L’Union Sportive de Bitam (USB) entrevoit enfin le bout du tunnel. Dans une déclaration adressée au public bitamois ce jeudi 7 mai 2026, le Comité de pilotage pour la survie du club a annoncé la levée de la suspension de recrutement imposée depuis plusieurs années par la FIFA. Une décision saluée comme une étape décisive dans la reconstruction du mythique club du Septentrion.
Après des mois de turbulences administratives et sportives, l’USB peut de nouveau recruter des joueurs, aussi bien sur le plan national qu’international. Dans son communiqué signé depuis Libreville, le Comité de pilotage a rendu hommage aux efforts du président Billy Edo Bendo et d’Edgard Samy, présentés comme les principaux artisans de cette avancée.

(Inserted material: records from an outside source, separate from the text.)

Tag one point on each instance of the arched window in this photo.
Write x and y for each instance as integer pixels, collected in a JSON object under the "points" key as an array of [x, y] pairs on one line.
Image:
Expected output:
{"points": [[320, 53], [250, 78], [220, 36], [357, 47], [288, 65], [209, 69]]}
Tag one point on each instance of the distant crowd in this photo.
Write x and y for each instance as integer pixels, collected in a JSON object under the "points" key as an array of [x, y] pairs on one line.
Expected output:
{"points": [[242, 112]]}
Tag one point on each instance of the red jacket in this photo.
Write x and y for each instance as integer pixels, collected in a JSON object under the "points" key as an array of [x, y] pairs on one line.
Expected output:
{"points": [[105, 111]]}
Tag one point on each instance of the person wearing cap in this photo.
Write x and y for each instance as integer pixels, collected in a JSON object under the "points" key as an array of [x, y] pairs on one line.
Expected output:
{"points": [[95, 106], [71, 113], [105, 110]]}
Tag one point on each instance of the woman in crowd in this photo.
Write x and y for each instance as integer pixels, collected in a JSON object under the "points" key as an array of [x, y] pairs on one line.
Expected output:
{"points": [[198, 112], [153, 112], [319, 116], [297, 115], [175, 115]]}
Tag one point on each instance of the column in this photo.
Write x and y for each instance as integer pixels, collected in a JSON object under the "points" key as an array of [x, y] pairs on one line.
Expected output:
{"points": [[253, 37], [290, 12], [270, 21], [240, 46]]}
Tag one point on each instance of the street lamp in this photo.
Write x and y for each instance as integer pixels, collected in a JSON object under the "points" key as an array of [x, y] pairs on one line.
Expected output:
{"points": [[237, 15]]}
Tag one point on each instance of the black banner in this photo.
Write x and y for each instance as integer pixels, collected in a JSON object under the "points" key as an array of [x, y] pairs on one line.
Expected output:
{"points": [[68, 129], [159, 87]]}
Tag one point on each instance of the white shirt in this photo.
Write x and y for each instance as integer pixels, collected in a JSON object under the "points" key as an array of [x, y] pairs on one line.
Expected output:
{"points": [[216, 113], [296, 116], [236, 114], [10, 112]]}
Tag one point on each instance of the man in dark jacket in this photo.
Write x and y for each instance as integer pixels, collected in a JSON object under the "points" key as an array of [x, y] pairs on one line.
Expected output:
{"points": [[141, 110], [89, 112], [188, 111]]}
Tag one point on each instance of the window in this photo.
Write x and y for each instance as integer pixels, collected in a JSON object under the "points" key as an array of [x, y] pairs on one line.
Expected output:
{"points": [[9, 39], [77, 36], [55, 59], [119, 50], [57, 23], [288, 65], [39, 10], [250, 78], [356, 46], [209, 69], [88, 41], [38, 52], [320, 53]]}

Pour les responsables du club, cette décision marque un tournant majeur dans la relance de l’équipe, longtemps fragilisée par des sanctions et une profonde crise interne.
Le message adressé aux supporters insiste également sur la nécessité de maintenir l’unité autour du club. « Cette victoire n’est pas seulement celle d’un bureau, mais celle de tout un peuple », souligne le comité, appelant les Bitamois à rester mobilisés afin de redonner à l’USB son prestige d’antan. Avec cette levée de sanction, le club espère désormais renforcer son effectif et retrouver une dynamique sportive capable de lui permettre de redevenir l’un des poids lourds du football gabonais.

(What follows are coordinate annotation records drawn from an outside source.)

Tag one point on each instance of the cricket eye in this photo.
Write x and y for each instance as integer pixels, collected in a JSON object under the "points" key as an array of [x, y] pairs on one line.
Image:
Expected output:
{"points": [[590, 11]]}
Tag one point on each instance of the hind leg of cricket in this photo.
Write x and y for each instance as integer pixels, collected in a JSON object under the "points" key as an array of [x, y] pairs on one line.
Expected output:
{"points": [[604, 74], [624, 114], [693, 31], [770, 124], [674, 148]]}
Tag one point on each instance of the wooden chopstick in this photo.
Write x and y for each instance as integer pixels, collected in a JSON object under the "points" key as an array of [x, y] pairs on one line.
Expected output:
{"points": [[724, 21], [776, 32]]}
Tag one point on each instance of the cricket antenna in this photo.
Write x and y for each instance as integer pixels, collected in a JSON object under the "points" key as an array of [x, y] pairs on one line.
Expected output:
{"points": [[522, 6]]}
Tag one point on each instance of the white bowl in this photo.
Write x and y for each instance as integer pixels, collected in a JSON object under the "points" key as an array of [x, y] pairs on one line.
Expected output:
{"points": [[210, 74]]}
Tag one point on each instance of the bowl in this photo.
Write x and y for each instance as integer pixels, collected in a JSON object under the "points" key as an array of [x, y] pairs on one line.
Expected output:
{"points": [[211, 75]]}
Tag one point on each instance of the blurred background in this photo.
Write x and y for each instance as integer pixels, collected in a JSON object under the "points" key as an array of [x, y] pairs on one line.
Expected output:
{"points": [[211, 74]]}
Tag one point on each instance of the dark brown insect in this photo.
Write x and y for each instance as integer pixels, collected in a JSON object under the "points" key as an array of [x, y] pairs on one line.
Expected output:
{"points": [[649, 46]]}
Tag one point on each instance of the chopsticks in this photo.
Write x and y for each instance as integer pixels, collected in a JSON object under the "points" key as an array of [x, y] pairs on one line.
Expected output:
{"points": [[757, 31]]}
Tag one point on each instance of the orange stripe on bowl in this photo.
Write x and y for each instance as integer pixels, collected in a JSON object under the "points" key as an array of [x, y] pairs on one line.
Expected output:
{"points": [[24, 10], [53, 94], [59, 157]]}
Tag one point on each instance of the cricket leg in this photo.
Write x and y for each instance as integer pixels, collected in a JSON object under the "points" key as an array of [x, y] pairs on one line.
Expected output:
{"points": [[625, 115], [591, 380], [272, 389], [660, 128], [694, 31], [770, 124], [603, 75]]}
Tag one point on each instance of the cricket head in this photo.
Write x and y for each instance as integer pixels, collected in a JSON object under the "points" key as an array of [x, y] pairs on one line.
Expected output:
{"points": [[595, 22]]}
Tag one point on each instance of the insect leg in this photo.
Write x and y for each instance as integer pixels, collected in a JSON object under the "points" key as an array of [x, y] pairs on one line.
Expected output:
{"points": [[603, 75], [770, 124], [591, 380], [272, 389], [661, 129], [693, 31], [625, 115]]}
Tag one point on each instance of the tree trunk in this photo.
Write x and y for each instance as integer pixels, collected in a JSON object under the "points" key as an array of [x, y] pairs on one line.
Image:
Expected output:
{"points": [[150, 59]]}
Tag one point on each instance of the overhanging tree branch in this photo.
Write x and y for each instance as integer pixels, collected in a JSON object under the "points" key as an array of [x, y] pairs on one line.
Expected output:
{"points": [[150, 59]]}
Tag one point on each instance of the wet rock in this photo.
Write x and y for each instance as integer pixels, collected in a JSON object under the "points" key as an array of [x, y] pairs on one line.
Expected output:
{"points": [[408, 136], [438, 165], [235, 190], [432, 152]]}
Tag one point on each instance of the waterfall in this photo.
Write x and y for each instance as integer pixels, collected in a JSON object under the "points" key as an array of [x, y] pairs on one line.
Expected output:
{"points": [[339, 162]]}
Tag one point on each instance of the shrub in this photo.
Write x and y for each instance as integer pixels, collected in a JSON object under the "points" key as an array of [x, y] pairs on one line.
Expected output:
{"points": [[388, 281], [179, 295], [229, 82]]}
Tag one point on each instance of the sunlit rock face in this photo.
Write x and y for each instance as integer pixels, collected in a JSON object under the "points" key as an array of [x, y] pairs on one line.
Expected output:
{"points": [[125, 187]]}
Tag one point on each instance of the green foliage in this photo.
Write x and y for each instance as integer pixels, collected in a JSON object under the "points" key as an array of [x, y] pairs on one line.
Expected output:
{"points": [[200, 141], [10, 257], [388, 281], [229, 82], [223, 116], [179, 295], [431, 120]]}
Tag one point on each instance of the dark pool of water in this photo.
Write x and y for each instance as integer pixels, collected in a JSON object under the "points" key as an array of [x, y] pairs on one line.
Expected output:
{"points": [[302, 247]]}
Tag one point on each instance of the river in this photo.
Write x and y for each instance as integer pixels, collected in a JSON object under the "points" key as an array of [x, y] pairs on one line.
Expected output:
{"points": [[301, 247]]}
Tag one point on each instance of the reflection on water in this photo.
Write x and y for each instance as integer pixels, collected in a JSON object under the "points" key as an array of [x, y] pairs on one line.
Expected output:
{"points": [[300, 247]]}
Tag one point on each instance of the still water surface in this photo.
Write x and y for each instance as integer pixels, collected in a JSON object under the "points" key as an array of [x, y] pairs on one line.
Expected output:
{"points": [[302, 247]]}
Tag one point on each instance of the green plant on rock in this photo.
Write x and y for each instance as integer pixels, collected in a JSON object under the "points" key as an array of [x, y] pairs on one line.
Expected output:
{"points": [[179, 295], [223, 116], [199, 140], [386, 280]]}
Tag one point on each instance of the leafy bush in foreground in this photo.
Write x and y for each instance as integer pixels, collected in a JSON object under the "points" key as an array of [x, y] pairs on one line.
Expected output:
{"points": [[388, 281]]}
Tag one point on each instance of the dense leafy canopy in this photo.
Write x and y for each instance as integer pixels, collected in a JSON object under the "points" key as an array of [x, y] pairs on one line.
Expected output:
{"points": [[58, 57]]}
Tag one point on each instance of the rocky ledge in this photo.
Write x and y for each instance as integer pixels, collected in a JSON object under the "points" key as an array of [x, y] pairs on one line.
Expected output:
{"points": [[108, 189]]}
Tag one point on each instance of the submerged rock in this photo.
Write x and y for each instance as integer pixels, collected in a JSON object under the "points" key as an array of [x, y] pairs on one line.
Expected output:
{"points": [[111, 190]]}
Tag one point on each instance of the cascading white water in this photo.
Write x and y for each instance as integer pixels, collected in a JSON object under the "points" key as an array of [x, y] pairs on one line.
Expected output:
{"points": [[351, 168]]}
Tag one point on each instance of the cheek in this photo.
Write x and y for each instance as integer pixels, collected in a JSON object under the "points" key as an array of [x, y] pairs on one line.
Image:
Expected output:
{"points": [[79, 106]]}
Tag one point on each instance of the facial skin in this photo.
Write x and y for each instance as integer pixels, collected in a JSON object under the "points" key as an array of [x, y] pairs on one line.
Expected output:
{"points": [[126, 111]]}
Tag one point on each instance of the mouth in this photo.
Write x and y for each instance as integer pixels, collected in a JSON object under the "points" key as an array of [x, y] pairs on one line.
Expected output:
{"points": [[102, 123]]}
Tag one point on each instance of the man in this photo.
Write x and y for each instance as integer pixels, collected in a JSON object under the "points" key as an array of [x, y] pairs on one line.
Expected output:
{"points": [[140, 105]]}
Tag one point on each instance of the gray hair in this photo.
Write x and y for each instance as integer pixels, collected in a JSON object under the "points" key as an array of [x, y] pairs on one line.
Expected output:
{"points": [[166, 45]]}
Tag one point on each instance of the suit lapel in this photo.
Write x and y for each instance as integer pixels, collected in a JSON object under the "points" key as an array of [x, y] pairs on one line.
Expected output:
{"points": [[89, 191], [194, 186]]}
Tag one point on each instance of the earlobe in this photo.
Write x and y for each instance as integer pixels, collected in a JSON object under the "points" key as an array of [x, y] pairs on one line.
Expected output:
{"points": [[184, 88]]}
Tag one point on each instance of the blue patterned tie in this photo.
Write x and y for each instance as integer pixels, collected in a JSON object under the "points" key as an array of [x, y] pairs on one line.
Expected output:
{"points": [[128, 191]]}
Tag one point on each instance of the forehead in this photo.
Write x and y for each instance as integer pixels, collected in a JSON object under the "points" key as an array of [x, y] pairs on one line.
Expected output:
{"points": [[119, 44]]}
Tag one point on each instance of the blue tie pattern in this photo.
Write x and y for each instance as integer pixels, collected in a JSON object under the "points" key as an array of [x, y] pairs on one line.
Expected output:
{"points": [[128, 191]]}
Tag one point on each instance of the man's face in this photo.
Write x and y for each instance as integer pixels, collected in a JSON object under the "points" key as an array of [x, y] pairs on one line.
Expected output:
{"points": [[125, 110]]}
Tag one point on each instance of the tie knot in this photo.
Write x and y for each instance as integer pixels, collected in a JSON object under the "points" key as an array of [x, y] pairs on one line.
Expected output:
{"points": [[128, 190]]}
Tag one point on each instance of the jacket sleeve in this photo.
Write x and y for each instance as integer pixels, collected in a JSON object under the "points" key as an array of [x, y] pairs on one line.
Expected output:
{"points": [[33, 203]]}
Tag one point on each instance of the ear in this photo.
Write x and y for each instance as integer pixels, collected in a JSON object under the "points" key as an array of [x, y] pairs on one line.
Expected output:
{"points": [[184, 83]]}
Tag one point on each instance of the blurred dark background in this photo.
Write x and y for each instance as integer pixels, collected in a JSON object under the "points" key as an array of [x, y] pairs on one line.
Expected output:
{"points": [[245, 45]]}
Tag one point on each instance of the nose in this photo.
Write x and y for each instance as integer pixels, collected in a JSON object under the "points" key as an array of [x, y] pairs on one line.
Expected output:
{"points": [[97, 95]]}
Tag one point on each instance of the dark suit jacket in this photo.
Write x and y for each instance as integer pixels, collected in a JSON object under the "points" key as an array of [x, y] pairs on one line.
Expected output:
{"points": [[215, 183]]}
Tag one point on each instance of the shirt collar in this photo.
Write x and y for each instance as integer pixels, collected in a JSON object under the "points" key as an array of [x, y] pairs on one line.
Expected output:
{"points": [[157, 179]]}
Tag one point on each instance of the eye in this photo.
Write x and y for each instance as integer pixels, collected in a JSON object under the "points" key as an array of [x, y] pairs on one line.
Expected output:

Ces derniers mois, l’Union Sportive de Bitam a traversé l’une des périodes les plus sombres de son histoire. Le club avait été frappé par une interdiction de recrutement décidée par la FIFA à la suite de litiges financiers et d’impayés liés à d’anciens joueurs. À cette sanction se sont ajoutées de graves tensions internes marquées par un bicéphalisme opposant plusieurs dirigeants revendiquant le contrôle du club. Cette crise avait conduit la Fégafoot à suspendre provisoirement l’USB du championnat national en mars 2026.

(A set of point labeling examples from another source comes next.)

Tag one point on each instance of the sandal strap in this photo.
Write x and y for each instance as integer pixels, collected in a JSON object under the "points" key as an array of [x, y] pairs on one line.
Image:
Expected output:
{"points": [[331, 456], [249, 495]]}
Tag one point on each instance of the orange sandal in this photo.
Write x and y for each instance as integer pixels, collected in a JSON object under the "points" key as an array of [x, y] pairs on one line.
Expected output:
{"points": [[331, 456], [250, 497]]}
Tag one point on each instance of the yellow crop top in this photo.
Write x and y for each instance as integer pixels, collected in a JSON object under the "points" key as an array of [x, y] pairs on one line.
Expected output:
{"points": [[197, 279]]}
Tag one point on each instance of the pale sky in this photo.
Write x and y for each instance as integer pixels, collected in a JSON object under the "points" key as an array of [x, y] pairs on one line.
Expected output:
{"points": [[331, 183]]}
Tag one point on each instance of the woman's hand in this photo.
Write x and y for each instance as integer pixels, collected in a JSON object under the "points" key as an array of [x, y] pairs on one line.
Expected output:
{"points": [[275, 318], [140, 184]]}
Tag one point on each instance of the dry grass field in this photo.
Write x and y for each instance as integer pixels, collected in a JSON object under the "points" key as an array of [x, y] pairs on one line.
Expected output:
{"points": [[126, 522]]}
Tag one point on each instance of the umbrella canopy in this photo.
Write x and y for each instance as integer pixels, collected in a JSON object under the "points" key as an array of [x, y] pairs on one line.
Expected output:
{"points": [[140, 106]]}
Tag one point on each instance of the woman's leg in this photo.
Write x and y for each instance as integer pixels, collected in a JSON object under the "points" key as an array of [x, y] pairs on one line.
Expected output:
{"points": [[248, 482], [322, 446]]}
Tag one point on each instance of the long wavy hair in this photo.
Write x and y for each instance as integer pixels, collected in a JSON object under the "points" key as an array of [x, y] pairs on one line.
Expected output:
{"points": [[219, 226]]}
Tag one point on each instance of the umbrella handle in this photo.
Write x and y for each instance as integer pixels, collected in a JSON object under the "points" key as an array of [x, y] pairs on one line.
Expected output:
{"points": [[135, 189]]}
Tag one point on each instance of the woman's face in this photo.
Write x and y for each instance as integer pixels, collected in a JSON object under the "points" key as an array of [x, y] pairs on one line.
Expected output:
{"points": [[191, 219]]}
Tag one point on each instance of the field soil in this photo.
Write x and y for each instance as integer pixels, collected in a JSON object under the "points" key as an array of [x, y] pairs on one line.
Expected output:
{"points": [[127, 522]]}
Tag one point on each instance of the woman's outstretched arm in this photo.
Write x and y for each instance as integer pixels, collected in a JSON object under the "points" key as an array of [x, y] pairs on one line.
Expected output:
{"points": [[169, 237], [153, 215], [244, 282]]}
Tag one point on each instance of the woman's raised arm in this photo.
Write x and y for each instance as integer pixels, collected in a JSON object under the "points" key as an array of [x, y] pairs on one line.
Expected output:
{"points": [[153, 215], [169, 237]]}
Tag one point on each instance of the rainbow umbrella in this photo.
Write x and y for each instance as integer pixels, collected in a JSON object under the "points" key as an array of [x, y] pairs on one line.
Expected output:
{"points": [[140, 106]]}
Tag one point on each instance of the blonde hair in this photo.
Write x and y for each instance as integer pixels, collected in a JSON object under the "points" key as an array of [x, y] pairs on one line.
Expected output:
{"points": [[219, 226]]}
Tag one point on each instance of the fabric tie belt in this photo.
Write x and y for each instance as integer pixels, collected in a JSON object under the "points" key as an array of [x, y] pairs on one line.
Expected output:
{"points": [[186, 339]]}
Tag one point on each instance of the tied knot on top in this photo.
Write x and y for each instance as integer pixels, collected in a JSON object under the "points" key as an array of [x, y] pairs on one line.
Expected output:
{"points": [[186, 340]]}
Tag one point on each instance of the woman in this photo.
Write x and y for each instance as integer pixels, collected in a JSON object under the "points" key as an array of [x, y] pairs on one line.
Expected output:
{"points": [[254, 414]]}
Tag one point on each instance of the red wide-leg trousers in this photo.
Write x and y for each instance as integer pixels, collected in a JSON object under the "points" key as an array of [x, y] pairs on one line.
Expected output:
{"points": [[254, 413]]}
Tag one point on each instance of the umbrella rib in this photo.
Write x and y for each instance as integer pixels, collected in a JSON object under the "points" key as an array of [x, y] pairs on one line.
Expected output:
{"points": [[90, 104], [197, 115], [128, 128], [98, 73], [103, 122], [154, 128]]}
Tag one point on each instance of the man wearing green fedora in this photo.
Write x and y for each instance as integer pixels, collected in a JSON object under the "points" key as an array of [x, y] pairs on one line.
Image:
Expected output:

Sur le terrain, les conséquences ont été immédiates. L’équipe a enchaîné contre-performances, retards administratifs et matches annulés, frôlant même la relégation lors de la saison précédente. Des joueurs avaient observé des mouvements de grève pour dénoncer les salaires impayés et les difficultés de gestion du club.
Malgré ce contexte explosif, un accord interne conclu fin mars avait permis la réintégration de l’USB dans le championnat national. La levée de l’interdiction de recrutement apparaît aujourd’hui comme un nouveau signal d’apaisement pour un club historique du football gabonais.